冷たい熱帯魚
1993年、埼玉県で起きた事件をもとに作られた、園子温の作品。
どんな話か
■あらすじ【ネタバレ注意】
【起】熱帯魚を売る社本は、万引した娘を助けてくれた同業者・村田とつながりができる。
【承】村田のビジネスパートナーとして商談に同席していると、殺しの現場に遭遇し、犯罪の片棒を担がされる。
【転】山奥で「ボディーを透明」にするうち、村田と殴り合った社本はおかしくなる。
【結】そして、みんないなくなった。
みどころ
みどころは、みんな狂っていることである。
【社本】熱帯魚店店主
殺しと隠蔽を行うことに生理的にも抵抗があったが、村田と殴り合ううちにタガが外れて、豹変・暴走を始める。

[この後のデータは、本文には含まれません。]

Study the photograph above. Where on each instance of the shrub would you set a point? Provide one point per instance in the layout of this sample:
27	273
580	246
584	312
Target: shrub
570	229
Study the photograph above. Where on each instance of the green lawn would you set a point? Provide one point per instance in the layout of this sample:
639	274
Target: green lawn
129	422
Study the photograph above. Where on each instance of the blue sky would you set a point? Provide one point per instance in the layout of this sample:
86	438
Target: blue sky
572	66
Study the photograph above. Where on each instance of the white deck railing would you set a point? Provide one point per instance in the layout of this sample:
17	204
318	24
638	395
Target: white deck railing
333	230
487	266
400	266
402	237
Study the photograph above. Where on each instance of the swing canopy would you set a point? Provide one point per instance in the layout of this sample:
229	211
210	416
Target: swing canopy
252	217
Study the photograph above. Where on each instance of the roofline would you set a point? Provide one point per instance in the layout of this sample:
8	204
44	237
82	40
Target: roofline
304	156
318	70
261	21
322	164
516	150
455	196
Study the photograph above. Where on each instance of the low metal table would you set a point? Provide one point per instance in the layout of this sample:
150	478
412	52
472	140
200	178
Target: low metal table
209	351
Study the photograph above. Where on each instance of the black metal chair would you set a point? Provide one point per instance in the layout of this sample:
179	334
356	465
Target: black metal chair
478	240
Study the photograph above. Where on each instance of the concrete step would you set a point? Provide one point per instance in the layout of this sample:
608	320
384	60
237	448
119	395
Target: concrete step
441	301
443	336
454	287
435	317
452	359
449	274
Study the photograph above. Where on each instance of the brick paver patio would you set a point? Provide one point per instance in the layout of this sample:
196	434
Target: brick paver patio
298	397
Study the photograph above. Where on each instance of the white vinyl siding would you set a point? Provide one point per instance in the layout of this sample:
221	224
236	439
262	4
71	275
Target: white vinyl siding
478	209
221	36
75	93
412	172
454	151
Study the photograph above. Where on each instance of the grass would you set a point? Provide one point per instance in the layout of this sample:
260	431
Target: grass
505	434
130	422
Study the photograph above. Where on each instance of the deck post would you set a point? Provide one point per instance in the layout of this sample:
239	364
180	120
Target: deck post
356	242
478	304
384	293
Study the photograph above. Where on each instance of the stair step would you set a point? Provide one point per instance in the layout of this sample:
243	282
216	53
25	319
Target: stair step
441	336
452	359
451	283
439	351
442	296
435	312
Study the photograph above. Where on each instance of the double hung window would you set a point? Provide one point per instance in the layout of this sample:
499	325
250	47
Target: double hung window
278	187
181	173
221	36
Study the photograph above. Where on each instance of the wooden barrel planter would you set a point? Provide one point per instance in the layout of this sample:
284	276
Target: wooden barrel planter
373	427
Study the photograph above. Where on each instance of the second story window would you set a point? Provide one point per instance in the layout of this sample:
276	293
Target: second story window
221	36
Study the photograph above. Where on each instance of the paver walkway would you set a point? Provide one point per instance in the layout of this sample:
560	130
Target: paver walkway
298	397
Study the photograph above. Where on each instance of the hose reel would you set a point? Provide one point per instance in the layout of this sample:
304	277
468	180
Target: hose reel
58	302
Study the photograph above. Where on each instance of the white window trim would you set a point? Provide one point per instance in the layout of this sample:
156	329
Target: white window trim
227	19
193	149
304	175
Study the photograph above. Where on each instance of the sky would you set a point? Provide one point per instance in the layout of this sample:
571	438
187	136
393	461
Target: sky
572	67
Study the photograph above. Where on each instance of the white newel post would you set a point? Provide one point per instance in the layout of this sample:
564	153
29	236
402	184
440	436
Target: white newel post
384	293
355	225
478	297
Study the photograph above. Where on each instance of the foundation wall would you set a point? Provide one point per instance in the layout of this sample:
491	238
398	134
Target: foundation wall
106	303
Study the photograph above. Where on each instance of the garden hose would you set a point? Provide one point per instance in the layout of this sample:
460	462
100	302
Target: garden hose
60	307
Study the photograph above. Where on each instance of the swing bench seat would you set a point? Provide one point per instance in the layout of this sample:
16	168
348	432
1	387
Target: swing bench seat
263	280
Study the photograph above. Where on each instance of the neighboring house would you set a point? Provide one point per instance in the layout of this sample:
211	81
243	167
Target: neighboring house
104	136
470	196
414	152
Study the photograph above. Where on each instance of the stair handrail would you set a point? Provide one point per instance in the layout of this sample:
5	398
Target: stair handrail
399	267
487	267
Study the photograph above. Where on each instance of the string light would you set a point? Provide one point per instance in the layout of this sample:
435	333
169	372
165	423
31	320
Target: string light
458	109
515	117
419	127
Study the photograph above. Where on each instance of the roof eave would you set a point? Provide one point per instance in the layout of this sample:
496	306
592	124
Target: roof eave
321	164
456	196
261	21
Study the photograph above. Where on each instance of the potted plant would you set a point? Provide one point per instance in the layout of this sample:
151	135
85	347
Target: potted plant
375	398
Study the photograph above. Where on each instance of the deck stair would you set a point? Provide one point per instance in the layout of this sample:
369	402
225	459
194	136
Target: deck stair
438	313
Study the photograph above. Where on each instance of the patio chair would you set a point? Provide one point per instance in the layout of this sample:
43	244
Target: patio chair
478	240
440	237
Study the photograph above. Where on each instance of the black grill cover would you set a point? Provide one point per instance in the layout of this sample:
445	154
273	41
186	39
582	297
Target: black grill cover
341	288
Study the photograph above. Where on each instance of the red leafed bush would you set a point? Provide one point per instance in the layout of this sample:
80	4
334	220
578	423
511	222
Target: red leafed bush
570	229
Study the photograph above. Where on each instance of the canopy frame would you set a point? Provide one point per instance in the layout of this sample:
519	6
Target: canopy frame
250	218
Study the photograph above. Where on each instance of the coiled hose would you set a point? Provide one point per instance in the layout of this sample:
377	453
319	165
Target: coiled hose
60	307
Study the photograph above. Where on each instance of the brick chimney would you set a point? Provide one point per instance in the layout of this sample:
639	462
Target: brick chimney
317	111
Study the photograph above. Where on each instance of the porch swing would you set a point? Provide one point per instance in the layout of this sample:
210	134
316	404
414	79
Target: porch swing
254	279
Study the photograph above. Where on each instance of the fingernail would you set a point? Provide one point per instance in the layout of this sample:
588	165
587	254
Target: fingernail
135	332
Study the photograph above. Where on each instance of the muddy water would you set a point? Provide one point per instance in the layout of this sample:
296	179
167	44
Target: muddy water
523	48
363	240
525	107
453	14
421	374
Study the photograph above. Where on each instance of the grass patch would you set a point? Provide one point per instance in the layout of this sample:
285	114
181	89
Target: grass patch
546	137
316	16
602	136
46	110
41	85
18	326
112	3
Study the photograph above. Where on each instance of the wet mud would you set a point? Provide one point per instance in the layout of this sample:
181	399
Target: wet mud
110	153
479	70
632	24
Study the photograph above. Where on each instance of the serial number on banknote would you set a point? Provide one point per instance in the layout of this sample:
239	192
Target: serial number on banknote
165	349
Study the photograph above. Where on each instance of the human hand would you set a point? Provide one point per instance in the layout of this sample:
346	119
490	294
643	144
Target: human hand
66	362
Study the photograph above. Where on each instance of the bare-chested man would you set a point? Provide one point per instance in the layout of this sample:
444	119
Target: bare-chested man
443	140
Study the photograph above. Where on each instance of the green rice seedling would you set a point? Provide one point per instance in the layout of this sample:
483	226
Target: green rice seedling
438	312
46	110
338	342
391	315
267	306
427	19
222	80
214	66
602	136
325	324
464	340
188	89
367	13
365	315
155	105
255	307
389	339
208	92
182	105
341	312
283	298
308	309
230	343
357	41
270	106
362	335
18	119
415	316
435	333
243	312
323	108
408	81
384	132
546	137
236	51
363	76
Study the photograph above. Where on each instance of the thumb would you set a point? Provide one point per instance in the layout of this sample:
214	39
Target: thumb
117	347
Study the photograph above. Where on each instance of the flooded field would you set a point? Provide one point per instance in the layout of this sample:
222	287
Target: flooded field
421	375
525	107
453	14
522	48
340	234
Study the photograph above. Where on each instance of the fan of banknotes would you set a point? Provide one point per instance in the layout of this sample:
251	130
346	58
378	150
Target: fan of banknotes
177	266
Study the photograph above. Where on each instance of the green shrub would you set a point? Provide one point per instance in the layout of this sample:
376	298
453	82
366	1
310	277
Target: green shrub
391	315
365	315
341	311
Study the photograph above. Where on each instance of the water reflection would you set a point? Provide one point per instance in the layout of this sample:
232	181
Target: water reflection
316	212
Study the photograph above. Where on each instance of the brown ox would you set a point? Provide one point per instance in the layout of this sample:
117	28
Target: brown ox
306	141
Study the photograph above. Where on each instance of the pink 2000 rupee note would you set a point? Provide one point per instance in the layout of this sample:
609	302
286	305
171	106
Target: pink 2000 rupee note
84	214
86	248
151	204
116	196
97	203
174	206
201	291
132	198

作中で数少ない、はじめからまともな人間だが、村田が社本に眠る狂暴さを呼び起こさせる。
【村田】熱帯魚店経営者
詐欺的な手法で金をせしめ、周りの人間のボディを透明にしていく。
曰く、殺しは慣れ。狂気的な手法で証拠隠滅を図る。
話術と暴力で周りの人間を支配していく。
【愛子】村田の妻
村田の共犯者で、証拠隠滅にも手慣れた腕前を持つ。
気性の荒い性格で、殺しと性交に同様の快感を得ている。
終盤に向けて、その両方が交錯する。
【美津子】社本の娘
万引きがもとで、村田のショップで働く。
肉食魚が小魚を食べる様子に不気味な笑みを浮かべる。
社本の暴走によって生じた惨状に狂い笑う。
所懐
またとんでもない映画を見てしまった。
本作の存在を知ったのは、高校時代の現代社会の授業である。
実話をもとにした映画で人権?が裁判で云々カンヌンという内容で紹介されていた。
人間的な弱さにつけこまれて、気づいたときには引き戻せなくなるという、
ともすればわたしたちの生活の中でも、程度の違いこそあれ、存在する心理
状況だと感じた。
これが実話だったら怖すぎる。
埼玉ではこんなことが起きていたのか・・・
普段は絶対にホラー映画は見ないのだが、これも分類によってはホラー映画になってしまうのだろう。
おばけも幽霊も出てこないが、登場人物の狂気と行為がとんでもないホラーなのである。